Let's say I decided to open an existing file with the CreateFile
function. The content of the file is Hello world
. There is also a buffer (char array with size 11 and filled with zero bytes) that should contain the contents of the file.
And when I try to read the file with the ReadFile
function, certain garbage is written to the buffer. The debugger (I've tried GDB and LLDB) says that the contents of the buffer after reading is \377?H\000e\000l\000l\000o\000\000w\000o\000r\000l\000d\000\r\000\n\000\r\000 \n, '\000'
, and in a human-readable form, it looks like this ■ H
.
I've tried not filling the buffer with zeros.
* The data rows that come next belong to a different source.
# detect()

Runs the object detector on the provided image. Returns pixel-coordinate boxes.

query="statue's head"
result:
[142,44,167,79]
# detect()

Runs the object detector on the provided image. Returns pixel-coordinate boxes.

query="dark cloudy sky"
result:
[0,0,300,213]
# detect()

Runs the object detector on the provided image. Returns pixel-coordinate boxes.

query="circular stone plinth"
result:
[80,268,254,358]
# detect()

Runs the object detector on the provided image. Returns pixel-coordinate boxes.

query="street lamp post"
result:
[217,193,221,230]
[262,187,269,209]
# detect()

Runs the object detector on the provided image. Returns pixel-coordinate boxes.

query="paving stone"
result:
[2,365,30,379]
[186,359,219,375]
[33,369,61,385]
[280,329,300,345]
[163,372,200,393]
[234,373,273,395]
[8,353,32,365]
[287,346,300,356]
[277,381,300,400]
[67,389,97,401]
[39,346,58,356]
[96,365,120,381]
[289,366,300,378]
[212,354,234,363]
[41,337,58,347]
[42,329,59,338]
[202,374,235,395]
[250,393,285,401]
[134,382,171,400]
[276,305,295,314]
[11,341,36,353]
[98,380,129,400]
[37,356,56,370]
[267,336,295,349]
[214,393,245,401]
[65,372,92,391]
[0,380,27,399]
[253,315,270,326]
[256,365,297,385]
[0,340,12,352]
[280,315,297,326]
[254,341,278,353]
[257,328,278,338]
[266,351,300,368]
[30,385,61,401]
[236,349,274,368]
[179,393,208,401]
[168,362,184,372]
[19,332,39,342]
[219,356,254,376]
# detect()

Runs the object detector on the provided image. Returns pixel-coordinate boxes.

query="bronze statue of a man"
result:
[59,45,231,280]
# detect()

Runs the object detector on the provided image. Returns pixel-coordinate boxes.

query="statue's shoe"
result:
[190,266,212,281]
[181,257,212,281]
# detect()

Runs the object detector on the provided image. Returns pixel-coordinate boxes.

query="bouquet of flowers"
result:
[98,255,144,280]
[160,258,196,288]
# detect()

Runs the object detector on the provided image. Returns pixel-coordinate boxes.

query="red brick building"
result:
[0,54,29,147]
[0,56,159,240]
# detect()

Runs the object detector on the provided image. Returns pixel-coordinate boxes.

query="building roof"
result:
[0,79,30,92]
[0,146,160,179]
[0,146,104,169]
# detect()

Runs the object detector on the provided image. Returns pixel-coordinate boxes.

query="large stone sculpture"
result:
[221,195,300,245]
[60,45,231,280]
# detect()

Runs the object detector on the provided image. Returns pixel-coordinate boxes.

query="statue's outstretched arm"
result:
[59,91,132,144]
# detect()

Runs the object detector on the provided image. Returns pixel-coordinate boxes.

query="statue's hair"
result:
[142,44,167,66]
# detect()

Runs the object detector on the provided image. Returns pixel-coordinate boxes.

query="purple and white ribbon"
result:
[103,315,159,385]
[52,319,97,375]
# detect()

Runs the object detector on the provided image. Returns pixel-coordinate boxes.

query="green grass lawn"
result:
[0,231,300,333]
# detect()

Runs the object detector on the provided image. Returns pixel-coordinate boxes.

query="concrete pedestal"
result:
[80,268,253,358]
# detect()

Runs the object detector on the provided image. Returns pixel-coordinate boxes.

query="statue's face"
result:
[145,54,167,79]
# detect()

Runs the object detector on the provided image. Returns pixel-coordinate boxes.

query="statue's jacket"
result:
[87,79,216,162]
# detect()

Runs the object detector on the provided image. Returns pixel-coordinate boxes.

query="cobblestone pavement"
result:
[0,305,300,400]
I tried to write (with WriteFile
) to a file first, then read. I also tried to change the value of how many bytes to read with ReadFile
. But it still doesn't change anything.
Also, GetLastError
returns ERROR_SUCCESS
.
Code:
#define WIN32_LEAN_AND_MEAN
#include <Windows.h>
#include <stdio.h>
#include <stdlib.h>
#include <string.h>
int main(void) {
HANDLE file = CreateFile("./test_file.txt", GENERIC_READ, FILE_SHARE_READ,
NULL, OPEN_EXISTING, FILE_ATTRIBUTE_NORMAL, NULL);
if (file == INVALID_HANDLE_VALUE) {
puts("Failed to open");
return EXIT_FAILURE;
}
size_t length = strlen("Hello world"); /* 11 */
char buffer[12];
DWORD count = 0; /* Is always 11 (length of "Hello world") after reading */
memset(buffer, '\0', length + 1);
if (!ReadFile(file, buffer, (DWORD) length, &count, NULL)) {
puts("Failed to read or EOF reached.");
CloseHandle(file);
return EXIT_FAILURE;
}
printf("buffer: '%s'\n", buffer);
printf("count: %lu\n", count);
CloseHandle(file);
return EXIT_SUCCESS;
}
In the console, the output of the program looks like this:
buffer: ' ■ H'
count: 11
The text file itself is not written in a 7bit ASCII or 8bit UTF-8 byte encoding, like you are expecting. It is actually written in a UTF-16 byte encoding, with a BOM at the front of the file (bytes 0xFF 0xFE
for UTF-16LE). You are simply reading the file's raw bytes and displaying them as-is without any regard to their encoding.